Metabolic and toxicologic study of an artificial sweetener, oxime V.

作者信息

Mitoma C, Acton E M, DeGraw J I, Thomas D W

出版信息

Drug Chem Toxicol. 1985;8(4):195-206. doi: 10.3109/01480548509038645.

Abstract

Metabolic disposition and subchronic oral toxicologic studies were conducted on a new synthetic sweetener, Oxime V. Based on radioactivity assay, the compound was readily absorbed and metabolized. Excretion was nearly quantitative 48 hours after dosing the rat, dog, and rhesus monkey. The major metabolites were formed by oxidation and reduction of the cyclohexadiene ring, oxidation of the aldoxime and dimethyl ether moieties followed by conjugation with glycine, thiomethylation of the ring, and O-glucuronidation of the aldoxime. A two-month feeding study was conducted with male adult rats. The average consumption of Oxime V was 396.5 mg/kg per day by rats fed a diet containing 0.6% of the test compound. No treatment related histopathologic lesion was observed in the liver, kidney, spleen, and testes.
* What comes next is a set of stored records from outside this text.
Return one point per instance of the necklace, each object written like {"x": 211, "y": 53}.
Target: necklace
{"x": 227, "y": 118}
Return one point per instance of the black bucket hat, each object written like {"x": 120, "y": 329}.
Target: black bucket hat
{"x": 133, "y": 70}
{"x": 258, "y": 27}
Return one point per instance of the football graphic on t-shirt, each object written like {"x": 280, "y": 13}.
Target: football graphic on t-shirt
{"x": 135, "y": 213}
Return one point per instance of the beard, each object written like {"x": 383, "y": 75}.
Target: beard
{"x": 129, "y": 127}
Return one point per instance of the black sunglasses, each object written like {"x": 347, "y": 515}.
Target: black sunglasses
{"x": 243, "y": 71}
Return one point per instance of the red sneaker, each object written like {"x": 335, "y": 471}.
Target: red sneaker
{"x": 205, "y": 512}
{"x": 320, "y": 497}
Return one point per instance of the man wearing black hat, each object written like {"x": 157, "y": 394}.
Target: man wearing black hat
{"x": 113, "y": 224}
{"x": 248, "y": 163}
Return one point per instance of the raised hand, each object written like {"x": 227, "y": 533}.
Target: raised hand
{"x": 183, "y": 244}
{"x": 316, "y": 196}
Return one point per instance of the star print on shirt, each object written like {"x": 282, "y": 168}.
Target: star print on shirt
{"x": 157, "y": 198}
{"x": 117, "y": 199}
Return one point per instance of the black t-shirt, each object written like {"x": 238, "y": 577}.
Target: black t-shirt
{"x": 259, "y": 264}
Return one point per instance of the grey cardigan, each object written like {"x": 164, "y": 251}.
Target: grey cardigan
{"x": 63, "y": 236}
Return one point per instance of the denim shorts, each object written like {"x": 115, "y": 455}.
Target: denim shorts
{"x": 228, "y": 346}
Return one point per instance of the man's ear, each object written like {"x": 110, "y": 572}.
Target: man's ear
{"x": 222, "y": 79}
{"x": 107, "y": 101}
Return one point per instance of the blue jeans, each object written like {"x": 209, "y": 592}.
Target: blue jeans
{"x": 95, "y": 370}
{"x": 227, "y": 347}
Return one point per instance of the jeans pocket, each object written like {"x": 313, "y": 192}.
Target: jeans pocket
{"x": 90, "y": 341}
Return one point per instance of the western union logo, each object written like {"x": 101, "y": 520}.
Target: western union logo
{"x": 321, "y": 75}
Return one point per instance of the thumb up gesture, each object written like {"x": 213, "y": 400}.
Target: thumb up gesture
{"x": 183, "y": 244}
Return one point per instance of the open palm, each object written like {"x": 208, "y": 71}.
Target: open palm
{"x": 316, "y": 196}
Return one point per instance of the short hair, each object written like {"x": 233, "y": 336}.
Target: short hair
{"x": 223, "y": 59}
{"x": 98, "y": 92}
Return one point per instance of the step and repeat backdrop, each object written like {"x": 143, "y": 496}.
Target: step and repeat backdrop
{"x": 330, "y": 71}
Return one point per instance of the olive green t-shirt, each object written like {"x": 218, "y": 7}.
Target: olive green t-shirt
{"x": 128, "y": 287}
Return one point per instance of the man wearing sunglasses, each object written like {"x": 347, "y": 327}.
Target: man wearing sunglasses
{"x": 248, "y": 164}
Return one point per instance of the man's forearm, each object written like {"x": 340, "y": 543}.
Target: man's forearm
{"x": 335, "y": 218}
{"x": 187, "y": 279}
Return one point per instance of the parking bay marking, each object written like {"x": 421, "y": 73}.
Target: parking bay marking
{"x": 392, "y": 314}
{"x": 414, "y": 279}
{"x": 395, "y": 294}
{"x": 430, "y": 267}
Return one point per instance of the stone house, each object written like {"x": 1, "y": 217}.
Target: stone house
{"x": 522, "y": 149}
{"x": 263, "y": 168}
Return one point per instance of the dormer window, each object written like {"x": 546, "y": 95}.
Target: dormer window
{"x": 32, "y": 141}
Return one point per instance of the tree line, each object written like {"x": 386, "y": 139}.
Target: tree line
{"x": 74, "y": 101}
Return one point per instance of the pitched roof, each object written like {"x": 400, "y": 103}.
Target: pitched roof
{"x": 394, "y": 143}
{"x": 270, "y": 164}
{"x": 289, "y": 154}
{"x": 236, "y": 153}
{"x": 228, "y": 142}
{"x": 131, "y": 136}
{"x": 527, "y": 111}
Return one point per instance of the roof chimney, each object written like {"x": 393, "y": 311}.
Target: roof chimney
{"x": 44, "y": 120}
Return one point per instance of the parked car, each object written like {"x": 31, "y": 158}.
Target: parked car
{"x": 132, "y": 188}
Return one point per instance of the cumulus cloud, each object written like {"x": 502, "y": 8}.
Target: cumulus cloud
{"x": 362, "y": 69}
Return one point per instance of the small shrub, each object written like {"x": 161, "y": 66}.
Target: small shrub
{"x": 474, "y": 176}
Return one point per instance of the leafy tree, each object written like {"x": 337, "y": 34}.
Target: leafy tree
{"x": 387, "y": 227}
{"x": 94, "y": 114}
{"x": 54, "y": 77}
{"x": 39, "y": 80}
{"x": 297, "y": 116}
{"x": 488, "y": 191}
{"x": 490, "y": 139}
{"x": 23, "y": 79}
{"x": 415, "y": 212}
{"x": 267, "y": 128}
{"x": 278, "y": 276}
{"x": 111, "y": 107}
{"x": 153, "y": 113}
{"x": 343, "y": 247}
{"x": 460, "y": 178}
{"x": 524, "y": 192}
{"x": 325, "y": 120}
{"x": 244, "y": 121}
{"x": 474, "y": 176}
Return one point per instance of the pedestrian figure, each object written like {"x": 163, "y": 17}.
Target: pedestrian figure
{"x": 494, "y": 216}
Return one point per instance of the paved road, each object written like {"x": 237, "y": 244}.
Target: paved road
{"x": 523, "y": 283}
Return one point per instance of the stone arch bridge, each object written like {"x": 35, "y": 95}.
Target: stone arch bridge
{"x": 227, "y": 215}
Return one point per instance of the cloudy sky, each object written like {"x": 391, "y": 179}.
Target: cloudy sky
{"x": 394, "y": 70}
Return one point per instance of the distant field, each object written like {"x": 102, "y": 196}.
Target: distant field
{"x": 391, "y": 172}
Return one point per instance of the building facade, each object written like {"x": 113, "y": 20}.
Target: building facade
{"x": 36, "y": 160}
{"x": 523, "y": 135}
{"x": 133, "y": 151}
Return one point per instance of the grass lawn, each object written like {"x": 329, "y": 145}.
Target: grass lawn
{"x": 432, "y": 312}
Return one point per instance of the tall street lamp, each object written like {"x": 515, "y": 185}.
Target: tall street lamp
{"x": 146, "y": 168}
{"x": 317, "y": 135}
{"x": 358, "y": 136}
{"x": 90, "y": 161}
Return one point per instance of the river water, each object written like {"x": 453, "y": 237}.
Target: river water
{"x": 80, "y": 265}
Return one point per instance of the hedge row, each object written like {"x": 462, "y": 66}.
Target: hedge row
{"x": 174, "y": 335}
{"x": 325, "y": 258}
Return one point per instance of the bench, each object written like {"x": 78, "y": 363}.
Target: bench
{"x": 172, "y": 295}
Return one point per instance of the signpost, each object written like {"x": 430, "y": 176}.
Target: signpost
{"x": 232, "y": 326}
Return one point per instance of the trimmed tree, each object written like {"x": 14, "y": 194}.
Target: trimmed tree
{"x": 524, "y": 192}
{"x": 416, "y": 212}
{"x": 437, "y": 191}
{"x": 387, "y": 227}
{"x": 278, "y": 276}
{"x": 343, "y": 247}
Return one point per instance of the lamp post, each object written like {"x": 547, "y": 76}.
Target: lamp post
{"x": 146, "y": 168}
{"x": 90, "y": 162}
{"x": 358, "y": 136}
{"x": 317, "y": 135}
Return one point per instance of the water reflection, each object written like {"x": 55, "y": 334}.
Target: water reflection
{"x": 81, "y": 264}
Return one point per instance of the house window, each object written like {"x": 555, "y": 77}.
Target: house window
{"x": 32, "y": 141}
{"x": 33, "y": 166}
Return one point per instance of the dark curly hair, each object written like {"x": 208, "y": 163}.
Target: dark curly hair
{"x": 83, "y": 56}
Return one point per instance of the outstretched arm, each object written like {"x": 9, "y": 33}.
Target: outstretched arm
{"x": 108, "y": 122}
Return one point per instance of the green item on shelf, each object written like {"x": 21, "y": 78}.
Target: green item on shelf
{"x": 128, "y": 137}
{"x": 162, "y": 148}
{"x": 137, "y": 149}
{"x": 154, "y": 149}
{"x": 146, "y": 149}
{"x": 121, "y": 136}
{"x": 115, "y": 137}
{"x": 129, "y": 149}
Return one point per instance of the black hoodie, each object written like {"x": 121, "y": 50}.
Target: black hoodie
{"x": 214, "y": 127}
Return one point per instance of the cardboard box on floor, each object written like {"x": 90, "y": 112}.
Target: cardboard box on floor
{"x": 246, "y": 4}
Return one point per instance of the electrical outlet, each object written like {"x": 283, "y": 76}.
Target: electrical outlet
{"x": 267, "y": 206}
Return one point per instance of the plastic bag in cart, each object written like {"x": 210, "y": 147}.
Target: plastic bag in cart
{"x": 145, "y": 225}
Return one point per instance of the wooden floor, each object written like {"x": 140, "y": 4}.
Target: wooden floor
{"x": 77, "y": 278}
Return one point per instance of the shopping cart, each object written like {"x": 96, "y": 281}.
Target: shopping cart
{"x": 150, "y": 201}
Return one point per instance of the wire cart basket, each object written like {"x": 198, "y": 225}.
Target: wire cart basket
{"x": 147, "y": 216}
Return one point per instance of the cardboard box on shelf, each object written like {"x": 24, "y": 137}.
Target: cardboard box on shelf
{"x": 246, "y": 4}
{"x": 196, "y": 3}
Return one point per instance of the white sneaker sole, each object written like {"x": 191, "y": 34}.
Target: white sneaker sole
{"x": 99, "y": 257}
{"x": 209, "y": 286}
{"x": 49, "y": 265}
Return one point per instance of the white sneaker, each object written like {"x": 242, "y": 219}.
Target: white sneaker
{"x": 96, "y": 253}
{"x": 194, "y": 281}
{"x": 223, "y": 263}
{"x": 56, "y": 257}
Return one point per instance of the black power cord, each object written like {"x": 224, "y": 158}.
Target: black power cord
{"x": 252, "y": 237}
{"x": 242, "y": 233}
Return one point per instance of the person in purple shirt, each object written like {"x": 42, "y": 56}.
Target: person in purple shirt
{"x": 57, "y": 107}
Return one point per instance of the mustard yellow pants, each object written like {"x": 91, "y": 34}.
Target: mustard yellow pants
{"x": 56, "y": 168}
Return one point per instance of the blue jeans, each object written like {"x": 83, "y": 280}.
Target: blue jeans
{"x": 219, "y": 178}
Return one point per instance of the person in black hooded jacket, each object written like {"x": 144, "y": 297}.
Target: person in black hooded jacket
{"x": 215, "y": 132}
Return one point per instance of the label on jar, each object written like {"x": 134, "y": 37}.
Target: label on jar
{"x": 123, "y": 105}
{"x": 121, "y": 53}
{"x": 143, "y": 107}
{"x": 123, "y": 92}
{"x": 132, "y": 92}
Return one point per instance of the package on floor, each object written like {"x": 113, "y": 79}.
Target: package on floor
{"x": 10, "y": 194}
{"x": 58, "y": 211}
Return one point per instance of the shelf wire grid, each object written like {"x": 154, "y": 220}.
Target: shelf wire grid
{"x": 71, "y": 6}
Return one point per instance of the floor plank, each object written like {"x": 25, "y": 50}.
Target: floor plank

The liver weight relative to the body weight and serum bilirubin level were increased.

摘要

对一种新型合成甜味剂肟V进行了代谢处置和亚慢性口服毒理学研究。基于放射性测定,该化合物易于吸收和代谢。在给大鼠、狗和恒河猴给药48小时后,排泄几乎是定量的。主要代谢产物是由环己二烯环的氧化和还原、醛肟和二甲醚部分的氧化,随后与甘氨酸结合、环的硫甲基化以及醛肟的O-葡萄糖醛酸化形成的。对成年雄性大鼠进行了为期两个月的喂养研究。喂食含0.6%受试化合物日粮的大鼠,肟V的平均摄入量为每天396.5毫克/千克。在肝脏、肾脏、脾脏和睾丸中未观察到与治疗相关的组织病理学病变。肝脏重量相对于体重增加,血清胆红素水平升高。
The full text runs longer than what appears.